In a matter of minutes, she had him pinned, his pants around his ankles, cock and balls in the wind.
And she couldn’t do it. She couldn’t slit his throat.
Out of frustration, or maybe in hopes that if she drew a little blood, she’d get thirsty for it, she’d chopped off his dick.
He screamed, his comrades came to his rescue, and she was immobilized, identified, and dragged to the watch house.
Because of course Hartmann knew her and knew he deserved it.
And now she deserved to rot in a cell because she hadn’t had it in her to do what needed to be done.
The hours stretched long. When night fell, the relative quiet shattered. Men cried out in their sleep, a few were weeping openly, and someone was praying in a far cell. At the other end of the corridor, a man started screaming, and he screamed and screamed until a guard’s club silenced him.
Seraphina shook under her blanket. Every noise pierced through her, and every moan and cry of despair lodged into her gut.
There was so much pain, so much misery, nightmares and broken lives, and rationally, she knew most of these men were guilty and exactly where they were supposed to be – rotting in jail for their sins – but when they wept and wailed, they sounded like abandoned beasts, and she couldn’t help but wonder if it was the beast’s fault that it had been born a beast.
She opened her mouth, and a sound akin to a croak came out at first. Her throat was parched.
She tried again and produced a whimper.
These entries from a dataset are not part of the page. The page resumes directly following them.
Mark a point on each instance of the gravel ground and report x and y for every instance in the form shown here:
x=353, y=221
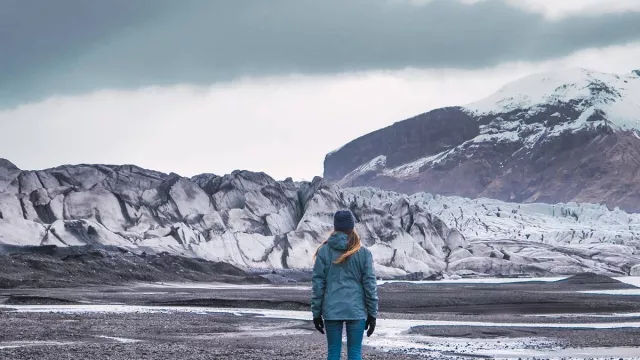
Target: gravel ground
x=190, y=335
x=162, y=336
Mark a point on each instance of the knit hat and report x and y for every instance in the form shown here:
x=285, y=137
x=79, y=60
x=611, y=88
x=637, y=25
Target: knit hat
x=343, y=221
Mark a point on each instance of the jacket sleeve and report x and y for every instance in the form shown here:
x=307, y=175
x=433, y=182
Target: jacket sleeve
x=319, y=283
x=370, y=286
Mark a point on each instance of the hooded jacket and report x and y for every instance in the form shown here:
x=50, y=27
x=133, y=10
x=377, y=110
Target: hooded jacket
x=344, y=291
She halted it and bit her tongue before it evolved into a cry.
She didn’t want to wail like the others.
If she let herself fall apart, she’d never be able to pick up the pieces and glue herself back together.
“Sleep, little one, sleep,” the lullaby started as a whisper. “Count your bones from head to feet...” She choked on the last word.
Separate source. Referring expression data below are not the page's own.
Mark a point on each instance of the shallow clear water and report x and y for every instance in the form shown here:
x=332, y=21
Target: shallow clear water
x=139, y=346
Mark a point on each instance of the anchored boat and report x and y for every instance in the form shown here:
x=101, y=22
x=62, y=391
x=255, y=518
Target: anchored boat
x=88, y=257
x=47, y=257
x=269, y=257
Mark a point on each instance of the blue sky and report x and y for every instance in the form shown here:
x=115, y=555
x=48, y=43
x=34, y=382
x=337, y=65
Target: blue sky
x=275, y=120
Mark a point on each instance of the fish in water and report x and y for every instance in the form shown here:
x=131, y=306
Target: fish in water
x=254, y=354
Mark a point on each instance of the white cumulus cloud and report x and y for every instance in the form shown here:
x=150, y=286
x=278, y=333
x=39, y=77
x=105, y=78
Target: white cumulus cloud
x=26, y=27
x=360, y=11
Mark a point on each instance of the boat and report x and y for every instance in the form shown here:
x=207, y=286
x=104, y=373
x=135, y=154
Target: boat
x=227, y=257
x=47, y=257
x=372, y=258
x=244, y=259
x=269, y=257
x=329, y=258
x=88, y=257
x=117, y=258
Her voice sounded so feeble, on the verge of breaking, but the song soothed her.
Her mother had sung it to her when she was little and afraid of the dark, and she’d shared it with Matteo.
Then Matteo had played it for her on the piano during the many sleepless nights they spent obsessing over sketches and plans.
She started over from the top.
“Sleep, little one, sleep,
Count your bones from head to feet,
All arranged so small and neat,
Close your eyes, your rest be sweet.”
Her voice grew stronger, and silence fell down the corridor as the prisoners in the cells nearby listened. The second part poured out of her.
“Sleep, little one, sleep,
Sacred bones their promise keep,
Saints stand guard down in the deep,
Rest now, child, and do not weep.”
She heard a hum as she sang. It seemed to come from the cell next to hers. She sat up and pressed her ear to the wall.
“Sleep, little one, sleep.”
“Hmm... hmm... hmm,” the voice accompanied her.
A man’s voice. It vibrated low and grave, the deepest, smoothest baritone Seraphina had ever heard. She sang, and he hummed, and the sound sank into her body and unraveled all the tight knots in her muscles, smoothed all the ragged edges of her soul.
“Sacred bones their promise keep. Saints stand guard down in the deep.”
“Hmm… hmm… hmm…”
Except the war had started because of the bones. The sacred bones and their promises of riches, power, health, immortality. These sacred bones – these relics – had been around since the beginning of the world, and how na?ve had they all been to think they wouldn’t be humanity’s undoing one day.
“Rest now, child, and do not weep.”
The relic war will make you bleed.
She didn’t sing the extra line out loud.